Auch für uns war langsam Aufbruchstimmung und Abschiednehmen angesagt, obwohl sich einige fast nicht von der spektakulären Natur des Verzasca-Tales trennen wollten. Die Wanderung zurück hielt noch Leckerbissen verschiedener Art für uns bereit. Zum ersten einen idyllischen Wasserfall (siehe Bild ganz oben), welcher auf jeden Fall einen Foto-Stopp wert war und zum zweiten ein vollgepacktes Lunch-Paket, welches uns dank Vollpension vom Hotel bereitgestellt wurde. Top Leistung!
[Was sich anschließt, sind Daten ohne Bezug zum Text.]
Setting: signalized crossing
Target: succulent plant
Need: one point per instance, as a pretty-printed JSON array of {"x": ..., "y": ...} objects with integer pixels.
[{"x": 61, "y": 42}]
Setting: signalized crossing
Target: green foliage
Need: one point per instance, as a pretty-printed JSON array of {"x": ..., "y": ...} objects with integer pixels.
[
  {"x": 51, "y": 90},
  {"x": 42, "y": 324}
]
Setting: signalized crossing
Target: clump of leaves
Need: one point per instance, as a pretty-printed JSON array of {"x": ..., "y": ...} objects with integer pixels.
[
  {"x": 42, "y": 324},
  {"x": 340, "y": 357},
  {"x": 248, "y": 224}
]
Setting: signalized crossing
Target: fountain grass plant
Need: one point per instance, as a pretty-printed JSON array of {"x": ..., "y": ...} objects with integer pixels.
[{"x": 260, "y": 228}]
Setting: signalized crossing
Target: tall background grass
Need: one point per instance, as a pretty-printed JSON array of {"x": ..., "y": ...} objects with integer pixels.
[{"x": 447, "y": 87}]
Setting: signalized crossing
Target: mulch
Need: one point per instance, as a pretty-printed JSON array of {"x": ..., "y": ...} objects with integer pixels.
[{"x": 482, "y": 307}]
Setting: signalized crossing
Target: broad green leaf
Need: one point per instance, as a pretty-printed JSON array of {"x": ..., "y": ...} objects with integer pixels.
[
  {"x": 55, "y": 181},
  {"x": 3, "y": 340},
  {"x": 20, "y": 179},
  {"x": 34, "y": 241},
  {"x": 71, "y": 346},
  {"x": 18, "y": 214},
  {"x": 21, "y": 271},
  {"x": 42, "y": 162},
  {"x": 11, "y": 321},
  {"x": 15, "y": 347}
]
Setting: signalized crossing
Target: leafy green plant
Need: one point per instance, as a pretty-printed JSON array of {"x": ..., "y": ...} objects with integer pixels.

Der Abschied nahte, und so begaben wir uns zu den Autos, verstauten unser Gepäck und machten uns auf den Heimweg. Ein letzter Fotohalt war auf dem San Bernardino Pass geplant. Die Müdigkeit, welche sich bei einigen Passagieren schon in den Autos gezeigt hatte, sowie das eher ungemütliche Wetter, liessen uns dann aber auf das Fotografieren verzichten. Bei einem gemütlichen Kaffee auf der Passhöhe liessen wir das Wochenende nochmals Revue passieren, bevor wir uns trennten und uns auf den Heimweg machten. Es war ein spannendes Wochenende des Foto-Clubs Appenzellerland mit tollen Teilnehmerinnen und Teilnehmern.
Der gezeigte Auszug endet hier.